From before I can remember, I have wanted to go into medicine. It started with wanting to be a vet because I love animals so much. Well, that changed once my family put down my first dog and I realized I would have to do that if I became a vet.
So, I decided I would be a doctor instead. I mean the human body had always fascinated me and I grew up in and out of hospitals, so why not?
I suppose I should have known better, as I struggled to excel in high school science classes.
But, senior year I took human anatomy and physiology and, after an A on each exam, I thought, “Well if I can do this, I can do pre-PA.” By this time, I had decided that being a physician assistant was what I wanted so, I applied to Marquette as a Biomedical Sciences major on the pre-pa track.
Freshman year was a little rough, but I survived and attributed my mediocre grades and low mood to it being freshman year. I just had troubles adjusting to college courses and next year would be better. (Laugh break)
Sophomore year, I loved clinical anatomy and Dr. Cullinan, but I struggled to achieve the grades I had gotten used to senior year. And don’t even get me started on organic chemistry. Let’s just say I passed by the skin of my teeth while in the midst of a mental breakdown.
Switching majors was a decision that was a long time coming, and something that was incredibly difficult for me. I had never been able to see myself entering a field other than medicine, women’s medicine to be exact.
I had explored other fields in high school, such as computer science (thank you Mrs. Carlson) and social work, but as much as I loved those, I always came back to medicine. It was my first love. Realizing it was time to let that go felt, in a way, like a quarter-life crisis.
Additionally, I had finally made friends in my major, something I had not really been able to do my freshman year. I finally had people who were in the same classes, who liked me and were willing to study alongside me. (There are too many of you to name individually, but you know who you are, and I thank you from the bottom of my heart.) Making friends has always been something I have struggled with and forcing myself to be separated academically from these new friends was very hard.
Over last winter break, I applied to transfer to the College of Arts and Sciences as a Criminology/Law Sciences and Anthropology double major. I was conditionally accepted, as long as I didn’t fail any classes, and a weight was lifted off of my shoulders. It was bittersweet. As painful as letting go of my life dream was, officially switching was probably the best decision of my college career so far.
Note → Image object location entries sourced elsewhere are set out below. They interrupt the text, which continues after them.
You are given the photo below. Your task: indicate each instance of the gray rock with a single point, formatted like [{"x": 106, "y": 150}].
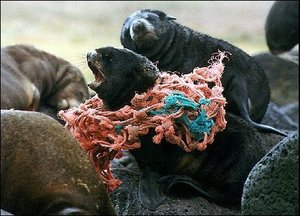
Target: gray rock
[
  {"x": 283, "y": 76},
  {"x": 272, "y": 186},
  {"x": 282, "y": 117}
]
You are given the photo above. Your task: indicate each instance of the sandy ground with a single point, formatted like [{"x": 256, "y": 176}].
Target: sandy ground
[{"x": 70, "y": 29}]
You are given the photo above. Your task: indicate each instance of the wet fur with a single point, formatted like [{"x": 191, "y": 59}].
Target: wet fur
[
  {"x": 282, "y": 26},
  {"x": 44, "y": 171},
  {"x": 218, "y": 173},
  {"x": 176, "y": 47},
  {"x": 32, "y": 78},
  {"x": 125, "y": 74}
]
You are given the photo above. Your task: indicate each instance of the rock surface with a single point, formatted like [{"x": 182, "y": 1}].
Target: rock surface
[{"x": 272, "y": 186}]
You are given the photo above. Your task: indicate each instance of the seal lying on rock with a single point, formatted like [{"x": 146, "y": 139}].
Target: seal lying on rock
[
  {"x": 44, "y": 171},
  {"x": 157, "y": 36},
  {"x": 218, "y": 172},
  {"x": 31, "y": 78}
]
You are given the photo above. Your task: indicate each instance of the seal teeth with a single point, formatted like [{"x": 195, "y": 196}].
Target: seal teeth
[{"x": 96, "y": 69}]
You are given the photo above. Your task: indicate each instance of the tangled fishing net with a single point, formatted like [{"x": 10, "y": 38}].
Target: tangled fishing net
[{"x": 184, "y": 110}]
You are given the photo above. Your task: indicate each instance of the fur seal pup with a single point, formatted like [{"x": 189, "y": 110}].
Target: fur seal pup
[
  {"x": 218, "y": 173},
  {"x": 32, "y": 78},
  {"x": 44, "y": 171},
  {"x": 282, "y": 26},
  {"x": 175, "y": 47}
]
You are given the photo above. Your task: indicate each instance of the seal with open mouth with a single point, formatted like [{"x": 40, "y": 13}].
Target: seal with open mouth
[{"x": 217, "y": 173}]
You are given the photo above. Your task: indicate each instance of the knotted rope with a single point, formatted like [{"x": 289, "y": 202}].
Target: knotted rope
[{"x": 183, "y": 110}]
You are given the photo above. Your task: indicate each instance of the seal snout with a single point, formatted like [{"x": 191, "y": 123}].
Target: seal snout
[
  {"x": 94, "y": 63},
  {"x": 92, "y": 56},
  {"x": 140, "y": 27}
]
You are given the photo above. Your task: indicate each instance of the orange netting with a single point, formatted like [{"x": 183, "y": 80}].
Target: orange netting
[{"x": 184, "y": 110}]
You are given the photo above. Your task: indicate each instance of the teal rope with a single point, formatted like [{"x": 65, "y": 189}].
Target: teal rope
[
  {"x": 197, "y": 126},
  {"x": 178, "y": 100}
]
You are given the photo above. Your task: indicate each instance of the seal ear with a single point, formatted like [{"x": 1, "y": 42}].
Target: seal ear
[{"x": 169, "y": 17}]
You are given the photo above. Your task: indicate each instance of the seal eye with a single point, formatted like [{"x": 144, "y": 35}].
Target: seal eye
[{"x": 106, "y": 57}]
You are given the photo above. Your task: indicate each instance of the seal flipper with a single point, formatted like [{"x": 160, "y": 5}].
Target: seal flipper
[
  {"x": 171, "y": 180},
  {"x": 150, "y": 192}
]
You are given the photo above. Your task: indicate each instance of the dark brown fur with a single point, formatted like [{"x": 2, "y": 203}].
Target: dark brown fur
[
  {"x": 32, "y": 78},
  {"x": 175, "y": 47},
  {"x": 218, "y": 173},
  {"x": 44, "y": 170}
]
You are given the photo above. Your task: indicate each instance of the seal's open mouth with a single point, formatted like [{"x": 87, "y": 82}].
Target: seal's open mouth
[{"x": 96, "y": 68}]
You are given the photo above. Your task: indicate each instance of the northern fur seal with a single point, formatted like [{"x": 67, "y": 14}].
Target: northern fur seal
[
  {"x": 31, "y": 78},
  {"x": 44, "y": 171},
  {"x": 175, "y": 47},
  {"x": 282, "y": 26},
  {"x": 218, "y": 173}
]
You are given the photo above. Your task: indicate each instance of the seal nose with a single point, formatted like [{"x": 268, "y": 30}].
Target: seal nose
[
  {"x": 137, "y": 27},
  {"x": 92, "y": 56}
]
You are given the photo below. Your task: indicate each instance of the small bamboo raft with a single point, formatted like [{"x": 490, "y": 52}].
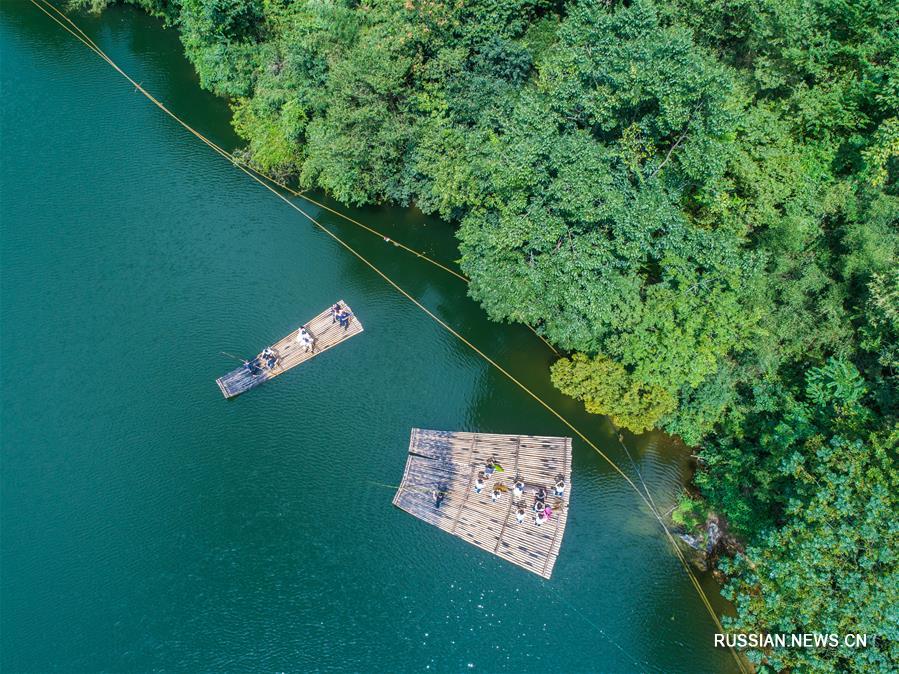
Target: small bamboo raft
[
  {"x": 448, "y": 463},
  {"x": 324, "y": 330}
]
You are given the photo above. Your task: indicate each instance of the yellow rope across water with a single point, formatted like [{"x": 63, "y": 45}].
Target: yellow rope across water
[{"x": 74, "y": 30}]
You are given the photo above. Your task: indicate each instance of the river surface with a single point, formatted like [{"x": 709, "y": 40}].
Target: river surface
[{"x": 149, "y": 524}]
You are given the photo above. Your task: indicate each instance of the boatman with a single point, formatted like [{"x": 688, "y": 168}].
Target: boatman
[
  {"x": 560, "y": 487},
  {"x": 343, "y": 318},
  {"x": 252, "y": 367},
  {"x": 268, "y": 355},
  {"x": 479, "y": 485},
  {"x": 305, "y": 340}
]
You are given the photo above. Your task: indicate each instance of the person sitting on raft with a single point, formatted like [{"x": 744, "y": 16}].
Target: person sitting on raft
[
  {"x": 492, "y": 467},
  {"x": 343, "y": 318},
  {"x": 305, "y": 340}
]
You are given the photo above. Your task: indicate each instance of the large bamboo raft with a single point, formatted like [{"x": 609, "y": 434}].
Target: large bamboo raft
[
  {"x": 291, "y": 353},
  {"x": 448, "y": 463}
]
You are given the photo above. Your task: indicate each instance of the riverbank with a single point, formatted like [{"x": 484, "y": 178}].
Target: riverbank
[{"x": 150, "y": 524}]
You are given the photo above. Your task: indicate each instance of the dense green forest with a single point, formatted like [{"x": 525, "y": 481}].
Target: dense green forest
[{"x": 697, "y": 201}]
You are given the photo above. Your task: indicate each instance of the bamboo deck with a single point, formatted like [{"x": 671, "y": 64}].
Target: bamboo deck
[
  {"x": 450, "y": 462},
  {"x": 326, "y": 334}
]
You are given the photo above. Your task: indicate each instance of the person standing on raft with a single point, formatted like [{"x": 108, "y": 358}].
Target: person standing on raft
[{"x": 305, "y": 340}]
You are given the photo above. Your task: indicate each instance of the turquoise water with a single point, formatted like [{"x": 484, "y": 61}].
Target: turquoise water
[{"x": 148, "y": 524}]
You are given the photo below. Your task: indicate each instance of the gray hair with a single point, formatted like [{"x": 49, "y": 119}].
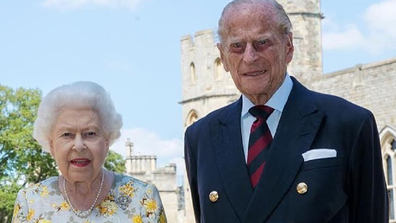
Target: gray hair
[
  {"x": 280, "y": 15},
  {"x": 82, "y": 94}
]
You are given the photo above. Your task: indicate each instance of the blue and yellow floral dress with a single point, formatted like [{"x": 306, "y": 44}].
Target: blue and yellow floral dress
[{"x": 129, "y": 200}]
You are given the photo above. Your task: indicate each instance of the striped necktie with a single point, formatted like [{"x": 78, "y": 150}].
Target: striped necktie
[{"x": 259, "y": 142}]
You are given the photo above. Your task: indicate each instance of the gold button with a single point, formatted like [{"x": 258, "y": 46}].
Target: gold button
[
  {"x": 213, "y": 196},
  {"x": 302, "y": 188}
]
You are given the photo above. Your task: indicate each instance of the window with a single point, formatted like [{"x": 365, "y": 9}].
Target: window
[
  {"x": 192, "y": 73},
  {"x": 191, "y": 118},
  {"x": 388, "y": 149},
  {"x": 218, "y": 69},
  {"x": 391, "y": 190}
]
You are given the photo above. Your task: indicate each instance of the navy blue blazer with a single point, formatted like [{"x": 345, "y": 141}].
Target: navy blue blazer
[{"x": 348, "y": 188}]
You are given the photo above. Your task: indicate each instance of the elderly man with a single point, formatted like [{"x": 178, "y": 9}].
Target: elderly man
[{"x": 281, "y": 153}]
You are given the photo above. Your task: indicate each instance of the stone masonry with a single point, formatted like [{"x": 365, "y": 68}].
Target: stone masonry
[{"x": 206, "y": 86}]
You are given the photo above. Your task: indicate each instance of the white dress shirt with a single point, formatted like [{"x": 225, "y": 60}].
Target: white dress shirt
[{"x": 277, "y": 102}]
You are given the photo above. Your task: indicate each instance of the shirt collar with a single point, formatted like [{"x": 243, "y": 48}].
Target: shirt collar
[{"x": 277, "y": 101}]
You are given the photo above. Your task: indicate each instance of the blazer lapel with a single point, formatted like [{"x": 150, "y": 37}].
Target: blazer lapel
[
  {"x": 230, "y": 158},
  {"x": 296, "y": 131}
]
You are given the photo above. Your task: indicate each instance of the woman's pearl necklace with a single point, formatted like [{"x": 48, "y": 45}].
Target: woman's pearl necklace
[{"x": 83, "y": 214}]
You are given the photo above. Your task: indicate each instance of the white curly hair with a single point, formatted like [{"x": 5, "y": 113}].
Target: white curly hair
[{"x": 81, "y": 94}]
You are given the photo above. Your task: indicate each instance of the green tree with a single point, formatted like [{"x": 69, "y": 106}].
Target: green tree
[
  {"x": 21, "y": 159},
  {"x": 115, "y": 162}
]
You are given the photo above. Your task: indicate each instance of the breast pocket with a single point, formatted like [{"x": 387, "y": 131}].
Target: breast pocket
[{"x": 319, "y": 190}]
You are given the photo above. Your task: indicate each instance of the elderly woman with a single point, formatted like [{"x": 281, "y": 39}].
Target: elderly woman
[{"x": 77, "y": 124}]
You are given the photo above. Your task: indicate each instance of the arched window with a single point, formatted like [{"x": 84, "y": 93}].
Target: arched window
[
  {"x": 192, "y": 73},
  {"x": 191, "y": 118},
  {"x": 388, "y": 149},
  {"x": 218, "y": 69},
  {"x": 391, "y": 190}
]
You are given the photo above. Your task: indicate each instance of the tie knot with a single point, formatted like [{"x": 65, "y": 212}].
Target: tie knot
[{"x": 261, "y": 111}]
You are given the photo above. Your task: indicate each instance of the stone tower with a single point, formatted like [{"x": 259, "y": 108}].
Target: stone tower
[
  {"x": 306, "y": 17},
  {"x": 206, "y": 86}
]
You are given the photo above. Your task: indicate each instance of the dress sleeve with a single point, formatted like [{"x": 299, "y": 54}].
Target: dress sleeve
[
  {"x": 21, "y": 209},
  {"x": 152, "y": 208}
]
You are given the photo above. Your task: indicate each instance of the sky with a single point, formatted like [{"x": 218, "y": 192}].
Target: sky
[{"x": 132, "y": 49}]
I think that if you are having an incredibly difficult time in any pre-medical track, and it is poorly affecting your mental health, switching to a different field may be a good decision.
I can’t tell you how many times I was told this, but I really had to come to this conclusion all on my own. You probably will too.
As much as I may not want to admit it, I’m happier in criminology and anthropology. I’m enjoying all of my classes for once, and even though some of it is difficult, I love it. It also allowed me to branch out and apply for a summer job that I would never have before. This summer I’ll be working for Environment Illinois as a canvasser. Check out their website here: www.environmentillinois.org
I’d like to think that Leslie Knope would be proud.
So, if you are coming to the conclusion that maybe pre-med isn’t for you, switch. Do it sooner rather than later. You’ll be happier. It’ll be more satisfying.
It doesn’t mean you are any less than others who stayed. Being in a field that you love and are truly good at changes everything. Believe me.